Submitted date: April 10, 2018; Accepted date: May 11, 2018; Published date: May 18, 2018
Objective: The need for accessible health and support services for older trans and gender people (TGD) Australians is well documented. The aim of this study was to develop and evaluate resources to support aged care workers to meet the needs of TGD clients. Method: The quality improvement initiative comprised a co-design model with a focus on partnering with consumers, consumer representatives and employees to identify and respond to client needs. A Working Group used a literature review, consultations with key informants to develop resources which were then trialled with employees to evaluate their usefulness and effectiveness. Results: A 3-page guideline and two diversity stories were developed. 81% reported the guideline to be very useful; 90% said it was easy to understand.
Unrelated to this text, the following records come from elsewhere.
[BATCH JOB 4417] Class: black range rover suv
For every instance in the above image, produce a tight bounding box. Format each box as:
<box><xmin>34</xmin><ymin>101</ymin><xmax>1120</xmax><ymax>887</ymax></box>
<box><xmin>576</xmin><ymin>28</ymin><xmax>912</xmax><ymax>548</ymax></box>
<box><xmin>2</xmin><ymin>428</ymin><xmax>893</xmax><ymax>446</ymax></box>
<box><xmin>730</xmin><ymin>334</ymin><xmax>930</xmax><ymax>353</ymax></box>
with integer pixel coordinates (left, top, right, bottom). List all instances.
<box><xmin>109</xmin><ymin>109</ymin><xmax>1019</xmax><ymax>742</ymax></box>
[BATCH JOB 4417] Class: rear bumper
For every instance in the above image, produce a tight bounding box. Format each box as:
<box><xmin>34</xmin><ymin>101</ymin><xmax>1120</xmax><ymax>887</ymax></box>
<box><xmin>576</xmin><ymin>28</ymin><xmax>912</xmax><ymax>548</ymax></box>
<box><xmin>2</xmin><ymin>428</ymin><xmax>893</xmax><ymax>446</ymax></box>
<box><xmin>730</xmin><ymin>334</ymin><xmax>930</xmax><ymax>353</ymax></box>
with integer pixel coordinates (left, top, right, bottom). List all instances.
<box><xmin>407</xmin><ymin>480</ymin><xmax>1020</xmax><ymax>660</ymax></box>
Likewise, 93% said the story was easy to understand and 72% said it was very good at providing knowledge. Conclusion: The guideline and diversity stories are a potentially useful resource for aged care workers to more effectively understand and respond to the needs of TGD clients. The multi-method and participatory process, which included TGD representatives, not only enhanced the usefulness of the resources, but sent a clear message across the organisation that equity of access was important.
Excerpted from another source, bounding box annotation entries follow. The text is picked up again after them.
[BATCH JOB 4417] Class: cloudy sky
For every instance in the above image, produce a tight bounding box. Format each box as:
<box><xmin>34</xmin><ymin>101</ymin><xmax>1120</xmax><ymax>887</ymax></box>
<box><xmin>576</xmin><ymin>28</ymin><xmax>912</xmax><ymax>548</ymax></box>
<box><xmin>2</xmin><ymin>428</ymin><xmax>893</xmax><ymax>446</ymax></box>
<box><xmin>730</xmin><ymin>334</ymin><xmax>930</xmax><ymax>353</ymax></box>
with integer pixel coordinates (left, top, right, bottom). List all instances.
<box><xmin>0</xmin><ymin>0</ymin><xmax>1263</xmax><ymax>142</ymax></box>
LGBTI; Transgender; Aged care; Trans and gender diverse
Existing aged care workers now have access to in-house, tailored resources to assist them to better understand and respond to the needs of TGD clients/residents. Orientation for new employees will also include these resources which not only supports new employees but sends a message to them that their new workplace values diversity, equity of access and care for all people. Engaging employees and Lesbian, Gay, Bisexual, Trans and Intersex (LGBTI) stakeholders not only resulted in tailored and culturally sensitive training resources, the process and resources also educated senior employees and served to highlight key principles in practice going forward such as: the importance of being welcoming; ensuring administrative flexibility; addressing gender stereotypes; respecting privacy; and advocacy.
The content of the resources is clear and concise and encourages aged care workers to be respectful, professional, to make no assumptions about clients/residents, and above all, to listen. Supporting workers to adopt these principles is directly beneficial to older TGD people will have a flow-on effect for other diverse age cohorts and will also facilitate increased awareness of the need for quality service provision in TGD health and aged care.
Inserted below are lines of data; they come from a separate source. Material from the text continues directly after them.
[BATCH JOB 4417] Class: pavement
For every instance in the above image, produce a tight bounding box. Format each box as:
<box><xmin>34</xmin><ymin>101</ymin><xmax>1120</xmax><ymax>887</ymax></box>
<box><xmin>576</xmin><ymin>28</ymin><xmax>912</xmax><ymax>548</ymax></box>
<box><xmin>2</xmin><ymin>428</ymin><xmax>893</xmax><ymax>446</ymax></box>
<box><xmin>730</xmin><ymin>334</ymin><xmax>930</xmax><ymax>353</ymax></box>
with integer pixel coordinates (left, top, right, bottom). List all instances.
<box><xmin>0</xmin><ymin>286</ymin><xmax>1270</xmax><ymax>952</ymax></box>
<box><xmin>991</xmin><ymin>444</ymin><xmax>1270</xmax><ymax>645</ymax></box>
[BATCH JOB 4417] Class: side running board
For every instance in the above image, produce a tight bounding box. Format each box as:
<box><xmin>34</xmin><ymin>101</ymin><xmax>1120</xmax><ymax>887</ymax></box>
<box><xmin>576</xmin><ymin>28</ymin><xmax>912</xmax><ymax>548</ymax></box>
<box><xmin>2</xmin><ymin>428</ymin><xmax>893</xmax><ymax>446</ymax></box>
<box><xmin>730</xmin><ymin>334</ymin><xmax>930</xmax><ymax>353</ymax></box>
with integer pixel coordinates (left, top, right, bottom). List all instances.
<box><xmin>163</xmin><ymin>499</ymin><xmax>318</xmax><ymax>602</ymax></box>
The need for accessible health and support services for older TGD Australians is well documented, and reveals the long term impacts of discrimination and stigma . Many older TGD people are reluctant to seek aged care services because of past life events, and fear of being treated with further discrimination [2,3]. With appropriate training and education, and a supportive organisational culture, aged care workers have a critical role to play in achieving equity and justice within health care . Furthermore services that apply a TGD-inclusive rather than a cisgenderist framework (an approach that only addresses, for example, pathologising, misgendering and marginalizing language) in ageing and aged care contexts has greater potential to meet the practical needs of TGD people .
Trans and gender diverse is used as an umbrella term for anyone whose gender identity/expression differs from what is typically associated with the sex they were assigned at birth. Historically, TGD people have experienced stigma, discrimination, criminalisation, family rejection and social isolation . The disclosure of trans status may result in loss (family, friends, employment), feelings of betrayal, confusion, hurt and mistrust . TGD older people experience higher levels of depression and anxiety, and report higher levels of abuse than the mainstream older population as well as older Lesbian, Gay and Bisexual (LGB) people . Furthermore, compared to LGB people, trans older adults have greater difficulty with accessing health care, and are more likely to experience financial barriers, receive inferior care and be denied health care . Poor health care is further exacerbated by a lack of knowledge of this population on the part of the professionals involved .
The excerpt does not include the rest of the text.